Sin embargo, ha transcurrido ya el primer tercio del gobierno y las cosas no son, ni en México ni en Veracruz, como dijeron que serían. Es cierto que el país ha tenido que enfrentar una situación inédita con la pandemia de Covid 19 a la que otros países del mundo más ricos, desarrollados y avanzados tampoco han sabido o podido contener. No obstante, la realidad es que el país está entre las primeras cinco naciones del mundo con más contagios y decesos por esa enfermedad.
En Veracruz, 1 millón 667 mil veracruzanos votamos por la alternancia y un cambio, con la esperanza de que, con el respaldo del presidente del mismo partido, se pusiera en marcha una nueva forma de concebir y ejercer el servicio público, basado en principios y valores, que pudieran permear de manera transversal en la administración pública, como la honestidad, la tolerancia y la democratización del poder.
Sin embargo, una vez transcurrido el primer tercio del gobierno, el único cambio visible en Veracruz solo existe en el discurso oficial, no en la realidad. ¿Cómo creer que son diferentes cuando ejercen el poder con las mismas premisas, la visión patrimonialista del gobierno y la arrogancia de quienes se piensan infalibles?
Duarte recibía a los veracruzanos para ver qué les robaba. Yunes para someterlos; pero el actual gobernador de Veracruz ni siquiera los recibe, ocupado cómo está en un monólogo que lleva dos años.

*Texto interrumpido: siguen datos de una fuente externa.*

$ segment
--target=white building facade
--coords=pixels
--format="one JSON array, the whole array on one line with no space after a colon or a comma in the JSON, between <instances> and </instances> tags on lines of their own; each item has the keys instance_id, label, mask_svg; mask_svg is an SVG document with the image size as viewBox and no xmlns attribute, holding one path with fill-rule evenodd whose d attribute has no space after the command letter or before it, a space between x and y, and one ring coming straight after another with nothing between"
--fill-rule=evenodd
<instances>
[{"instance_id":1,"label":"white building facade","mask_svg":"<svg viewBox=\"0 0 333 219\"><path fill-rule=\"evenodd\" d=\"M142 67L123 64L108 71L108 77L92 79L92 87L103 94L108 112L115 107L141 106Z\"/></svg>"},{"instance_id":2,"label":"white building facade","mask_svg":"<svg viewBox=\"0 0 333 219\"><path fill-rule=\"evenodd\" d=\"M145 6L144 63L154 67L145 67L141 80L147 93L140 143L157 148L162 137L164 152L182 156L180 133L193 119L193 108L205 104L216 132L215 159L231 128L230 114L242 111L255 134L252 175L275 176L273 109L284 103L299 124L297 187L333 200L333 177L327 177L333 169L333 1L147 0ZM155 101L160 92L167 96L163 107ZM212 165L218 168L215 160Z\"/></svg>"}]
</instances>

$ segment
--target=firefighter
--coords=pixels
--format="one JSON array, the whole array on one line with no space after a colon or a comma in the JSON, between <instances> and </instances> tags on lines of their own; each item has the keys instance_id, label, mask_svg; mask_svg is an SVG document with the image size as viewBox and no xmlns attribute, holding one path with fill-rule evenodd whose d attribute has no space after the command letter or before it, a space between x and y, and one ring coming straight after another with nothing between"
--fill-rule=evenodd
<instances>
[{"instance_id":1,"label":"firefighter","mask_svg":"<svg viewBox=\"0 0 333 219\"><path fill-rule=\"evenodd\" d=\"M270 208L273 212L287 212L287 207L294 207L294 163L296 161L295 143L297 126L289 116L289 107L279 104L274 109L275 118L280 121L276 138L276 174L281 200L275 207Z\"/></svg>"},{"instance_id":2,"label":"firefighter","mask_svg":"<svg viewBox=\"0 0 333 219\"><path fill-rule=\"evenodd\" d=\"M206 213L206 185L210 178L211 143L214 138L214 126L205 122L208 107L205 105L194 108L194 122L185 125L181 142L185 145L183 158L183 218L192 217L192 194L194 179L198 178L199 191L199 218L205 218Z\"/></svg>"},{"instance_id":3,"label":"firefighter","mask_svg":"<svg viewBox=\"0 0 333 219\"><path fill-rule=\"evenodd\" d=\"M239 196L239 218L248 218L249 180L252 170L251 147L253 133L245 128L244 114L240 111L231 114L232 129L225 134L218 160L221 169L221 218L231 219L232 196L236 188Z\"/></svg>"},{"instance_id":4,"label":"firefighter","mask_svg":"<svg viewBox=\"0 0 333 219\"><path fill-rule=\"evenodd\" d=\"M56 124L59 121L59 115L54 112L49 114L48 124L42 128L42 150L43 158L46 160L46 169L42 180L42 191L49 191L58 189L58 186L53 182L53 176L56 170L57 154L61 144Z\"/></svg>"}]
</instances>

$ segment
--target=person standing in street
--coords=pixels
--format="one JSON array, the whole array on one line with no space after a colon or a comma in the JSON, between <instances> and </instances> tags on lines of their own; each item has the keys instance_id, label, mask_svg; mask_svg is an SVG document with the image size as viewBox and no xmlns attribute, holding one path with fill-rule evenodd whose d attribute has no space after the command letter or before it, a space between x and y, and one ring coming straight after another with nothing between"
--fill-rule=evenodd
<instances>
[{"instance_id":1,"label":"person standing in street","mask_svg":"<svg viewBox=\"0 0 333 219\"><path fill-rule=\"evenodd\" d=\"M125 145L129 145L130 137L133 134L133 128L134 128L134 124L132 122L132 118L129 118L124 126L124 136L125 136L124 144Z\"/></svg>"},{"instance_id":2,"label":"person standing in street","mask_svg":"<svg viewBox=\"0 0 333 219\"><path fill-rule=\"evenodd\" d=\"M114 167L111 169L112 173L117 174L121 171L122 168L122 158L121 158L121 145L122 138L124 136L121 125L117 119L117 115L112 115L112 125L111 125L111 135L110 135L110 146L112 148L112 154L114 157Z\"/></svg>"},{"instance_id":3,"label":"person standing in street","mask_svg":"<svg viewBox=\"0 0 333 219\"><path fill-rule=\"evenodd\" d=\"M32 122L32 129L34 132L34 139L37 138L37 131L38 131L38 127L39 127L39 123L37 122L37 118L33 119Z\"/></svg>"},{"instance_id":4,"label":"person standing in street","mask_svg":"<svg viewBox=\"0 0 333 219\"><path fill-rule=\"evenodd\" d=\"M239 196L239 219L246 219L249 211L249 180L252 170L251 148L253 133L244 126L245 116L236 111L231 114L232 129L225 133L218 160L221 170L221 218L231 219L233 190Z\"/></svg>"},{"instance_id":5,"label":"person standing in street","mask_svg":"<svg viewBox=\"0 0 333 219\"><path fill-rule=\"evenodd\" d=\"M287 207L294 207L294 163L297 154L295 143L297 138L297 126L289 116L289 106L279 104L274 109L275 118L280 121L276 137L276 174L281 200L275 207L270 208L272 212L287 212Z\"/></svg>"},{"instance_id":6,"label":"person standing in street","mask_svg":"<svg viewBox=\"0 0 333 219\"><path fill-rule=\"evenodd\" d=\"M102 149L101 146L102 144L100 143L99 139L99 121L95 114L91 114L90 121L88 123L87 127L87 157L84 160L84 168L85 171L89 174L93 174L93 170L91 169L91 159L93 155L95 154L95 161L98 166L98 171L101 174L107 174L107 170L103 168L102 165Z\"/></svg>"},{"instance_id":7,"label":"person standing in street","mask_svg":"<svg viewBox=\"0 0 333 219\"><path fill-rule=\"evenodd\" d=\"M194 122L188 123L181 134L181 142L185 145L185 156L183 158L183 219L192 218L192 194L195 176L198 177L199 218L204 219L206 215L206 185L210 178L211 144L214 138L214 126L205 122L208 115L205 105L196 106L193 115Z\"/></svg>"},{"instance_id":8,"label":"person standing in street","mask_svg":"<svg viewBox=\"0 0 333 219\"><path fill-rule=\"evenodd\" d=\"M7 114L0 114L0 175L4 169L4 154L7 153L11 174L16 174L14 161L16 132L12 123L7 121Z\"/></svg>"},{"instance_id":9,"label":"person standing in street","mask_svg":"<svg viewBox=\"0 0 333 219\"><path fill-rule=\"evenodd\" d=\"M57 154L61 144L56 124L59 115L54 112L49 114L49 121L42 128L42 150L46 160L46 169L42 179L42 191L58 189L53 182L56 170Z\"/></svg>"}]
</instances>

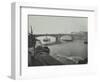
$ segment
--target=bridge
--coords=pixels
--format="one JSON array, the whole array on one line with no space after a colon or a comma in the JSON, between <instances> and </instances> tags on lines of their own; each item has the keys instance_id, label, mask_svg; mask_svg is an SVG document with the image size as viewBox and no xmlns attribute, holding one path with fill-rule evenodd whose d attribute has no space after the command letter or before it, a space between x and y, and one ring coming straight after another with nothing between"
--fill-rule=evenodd
<instances>
[{"instance_id":1,"label":"bridge","mask_svg":"<svg viewBox=\"0 0 100 82\"><path fill-rule=\"evenodd\" d=\"M73 36L71 34L34 34L35 37L41 37L41 36L51 36L56 38L56 43L60 42L61 37L63 36L70 36L73 39Z\"/></svg>"}]
</instances>

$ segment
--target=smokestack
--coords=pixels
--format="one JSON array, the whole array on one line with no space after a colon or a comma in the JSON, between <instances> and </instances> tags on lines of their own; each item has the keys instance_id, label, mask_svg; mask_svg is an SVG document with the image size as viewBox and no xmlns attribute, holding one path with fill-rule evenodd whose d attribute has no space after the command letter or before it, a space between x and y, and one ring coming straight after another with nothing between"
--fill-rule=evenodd
<instances>
[{"instance_id":1,"label":"smokestack","mask_svg":"<svg viewBox=\"0 0 100 82\"><path fill-rule=\"evenodd\" d=\"M31 26L31 34L33 34L33 29L32 29L32 26Z\"/></svg>"}]
</instances>

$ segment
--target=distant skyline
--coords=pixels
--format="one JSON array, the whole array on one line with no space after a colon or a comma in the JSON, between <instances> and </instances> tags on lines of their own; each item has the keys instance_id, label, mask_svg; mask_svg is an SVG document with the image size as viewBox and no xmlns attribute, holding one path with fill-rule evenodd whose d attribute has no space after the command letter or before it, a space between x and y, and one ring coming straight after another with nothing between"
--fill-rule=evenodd
<instances>
[{"instance_id":1,"label":"distant skyline","mask_svg":"<svg viewBox=\"0 0 100 82\"><path fill-rule=\"evenodd\" d=\"M34 34L58 34L86 31L88 29L87 17L63 17L63 16L28 16L29 32L31 26Z\"/></svg>"}]
</instances>

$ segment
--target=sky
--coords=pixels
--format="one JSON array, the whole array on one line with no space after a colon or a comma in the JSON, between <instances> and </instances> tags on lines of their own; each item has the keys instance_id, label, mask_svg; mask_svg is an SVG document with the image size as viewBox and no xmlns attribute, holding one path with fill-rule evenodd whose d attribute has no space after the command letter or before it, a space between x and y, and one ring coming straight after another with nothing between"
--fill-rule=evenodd
<instances>
[{"instance_id":1,"label":"sky","mask_svg":"<svg viewBox=\"0 0 100 82\"><path fill-rule=\"evenodd\" d=\"M87 17L29 15L28 28L34 34L58 34L87 31Z\"/></svg>"}]
</instances>

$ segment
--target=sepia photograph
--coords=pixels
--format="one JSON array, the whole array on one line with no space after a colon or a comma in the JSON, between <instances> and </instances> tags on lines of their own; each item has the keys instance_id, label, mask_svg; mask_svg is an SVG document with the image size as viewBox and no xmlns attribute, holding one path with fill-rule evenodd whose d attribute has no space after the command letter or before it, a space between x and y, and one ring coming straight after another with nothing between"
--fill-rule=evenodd
<instances>
[{"instance_id":1,"label":"sepia photograph","mask_svg":"<svg viewBox=\"0 0 100 82\"><path fill-rule=\"evenodd\" d=\"M28 66L88 63L88 17L28 15Z\"/></svg>"}]
</instances>

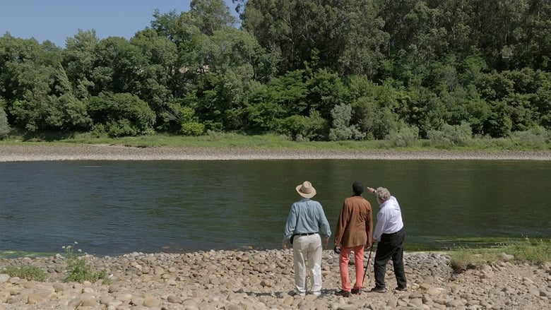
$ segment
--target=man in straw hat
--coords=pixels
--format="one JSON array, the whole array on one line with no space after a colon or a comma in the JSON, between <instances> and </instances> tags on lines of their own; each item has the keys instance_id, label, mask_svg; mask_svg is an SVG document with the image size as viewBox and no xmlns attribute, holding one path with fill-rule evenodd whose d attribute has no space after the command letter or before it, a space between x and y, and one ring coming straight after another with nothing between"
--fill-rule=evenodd
<instances>
[{"instance_id":1,"label":"man in straw hat","mask_svg":"<svg viewBox=\"0 0 551 310\"><path fill-rule=\"evenodd\" d=\"M283 233L283 247L288 242L292 244L295 294L306 294L307 271L312 280L310 291L319 296L321 294L321 237L327 244L331 231L321 204L310 199L316 195L316 189L312 183L304 181L296 186L296 190L302 198L291 205Z\"/></svg>"}]
</instances>

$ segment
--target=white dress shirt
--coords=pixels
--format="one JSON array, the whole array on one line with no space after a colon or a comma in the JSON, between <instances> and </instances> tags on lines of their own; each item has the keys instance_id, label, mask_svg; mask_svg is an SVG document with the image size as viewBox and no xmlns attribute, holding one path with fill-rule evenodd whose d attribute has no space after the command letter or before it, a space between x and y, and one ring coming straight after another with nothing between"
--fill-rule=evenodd
<instances>
[{"instance_id":1,"label":"white dress shirt","mask_svg":"<svg viewBox=\"0 0 551 310\"><path fill-rule=\"evenodd\" d=\"M383 234L393 234L403 228L402 212L396 198L391 196L381 204L377 213L377 224L373 232L373 239L381 241Z\"/></svg>"}]
</instances>

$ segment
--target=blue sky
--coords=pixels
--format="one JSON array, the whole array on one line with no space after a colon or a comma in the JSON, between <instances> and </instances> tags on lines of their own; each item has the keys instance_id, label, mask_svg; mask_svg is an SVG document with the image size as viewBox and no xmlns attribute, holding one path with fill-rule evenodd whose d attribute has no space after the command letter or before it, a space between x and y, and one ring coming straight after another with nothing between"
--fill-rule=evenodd
<instances>
[{"instance_id":1,"label":"blue sky","mask_svg":"<svg viewBox=\"0 0 551 310\"><path fill-rule=\"evenodd\" d=\"M100 39L130 39L150 25L155 8L189 11L189 0L0 0L0 36L47 40L65 47L67 37L95 30ZM225 0L235 13L232 0Z\"/></svg>"}]
</instances>

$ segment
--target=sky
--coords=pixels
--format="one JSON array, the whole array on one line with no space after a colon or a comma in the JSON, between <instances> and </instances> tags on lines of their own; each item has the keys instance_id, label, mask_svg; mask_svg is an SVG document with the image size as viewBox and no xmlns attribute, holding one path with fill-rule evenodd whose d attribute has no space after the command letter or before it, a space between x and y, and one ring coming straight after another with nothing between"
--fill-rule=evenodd
<instances>
[{"instance_id":1,"label":"sky","mask_svg":"<svg viewBox=\"0 0 551 310\"><path fill-rule=\"evenodd\" d=\"M232 0L225 0L235 14ZM95 30L100 40L130 39L149 27L153 11L189 11L190 0L0 0L0 37L49 40L65 47L78 30Z\"/></svg>"}]
</instances>

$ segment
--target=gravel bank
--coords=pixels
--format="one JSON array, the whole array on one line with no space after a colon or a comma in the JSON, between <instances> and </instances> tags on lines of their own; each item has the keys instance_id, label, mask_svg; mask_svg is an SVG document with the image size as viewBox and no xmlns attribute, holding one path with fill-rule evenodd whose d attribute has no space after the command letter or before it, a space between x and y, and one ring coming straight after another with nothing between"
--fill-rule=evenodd
<instances>
[{"instance_id":1,"label":"gravel bank","mask_svg":"<svg viewBox=\"0 0 551 310\"><path fill-rule=\"evenodd\" d=\"M37 160L551 160L551 151L448 152L331 150L254 150L243 148L134 148L109 145L2 145L0 162Z\"/></svg>"},{"instance_id":2,"label":"gravel bank","mask_svg":"<svg viewBox=\"0 0 551 310\"><path fill-rule=\"evenodd\" d=\"M551 152L394 152L256 150L243 148L129 148L106 145L0 145L0 162L32 160L227 160L277 159L551 160ZM516 263L510 256L480 270L454 274L447 257L406 253L408 292L367 292L374 285L372 257L361 295L343 298L338 256L324 251L324 290L316 297L290 294L293 287L290 250L210 251L186 254L132 253L115 257L85 256L109 283L64 282L61 256L0 259L0 310L79 309L547 309L551 263ZM367 257L365 258L367 260ZM47 282L3 273L4 268L34 266L47 270ZM353 267L351 274L354 275Z\"/></svg>"},{"instance_id":3,"label":"gravel bank","mask_svg":"<svg viewBox=\"0 0 551 310\"><path fill-rule=\"evenodd\" d=\"M188 254L132 253L117 257L86 256L89 266L110 275L110 283L64 282L65 259L0 260L0 309L549 309L551 263L507 261L454 274L439 254L406 253L408 292L395 292L389 266L386 293L374 286L372 257L364 292L350 298L339 290L338 258L323 254L320 297L292 296L290 249L211 251ZM367 257L365 258L367 261ZM2 274L7 266L32 265L48 270L37 282ZM354 277L353 267L350 273Z\"/></svg>"}]
</instances>

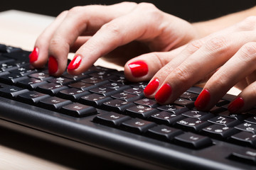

Tanto en Veracruz, como en el país, lo que se percibe es que cada vez se escucha menos a las voces y pensamientos críticos, una polarización como estrategia política que pretende dividir al país de manera maniquea entre conservadores y liberales, entre buenos y malos, entre honestos y corruptos, entre los que están a favor del poder y los que están en contra.
Un poder que no está dispuesto a mirarse en el espejo y reconocer sus propias contradicciones, que no escucha las denuncias tempranas sobre presuntos hechos de corrupción en el gobierno y que no pretende ni siquiera investigarlas para extirparlas de raíz en caso de que se comprueben o para quedar libre de culpas en caso contrario.
En conclusión, la historia de México nos muestra que el monólogo ha sido una herramienta discursiva propia de conservadores, de los que no escuchan, de quienes defendieron privilegios de clase o de grupo, en el imperio de Maximiliano, o en la dictadura porfirista o en los cacicazgos del régimen priista.
El monólogo como discurso del poder, en suma, ni es liberal, ni es democrático.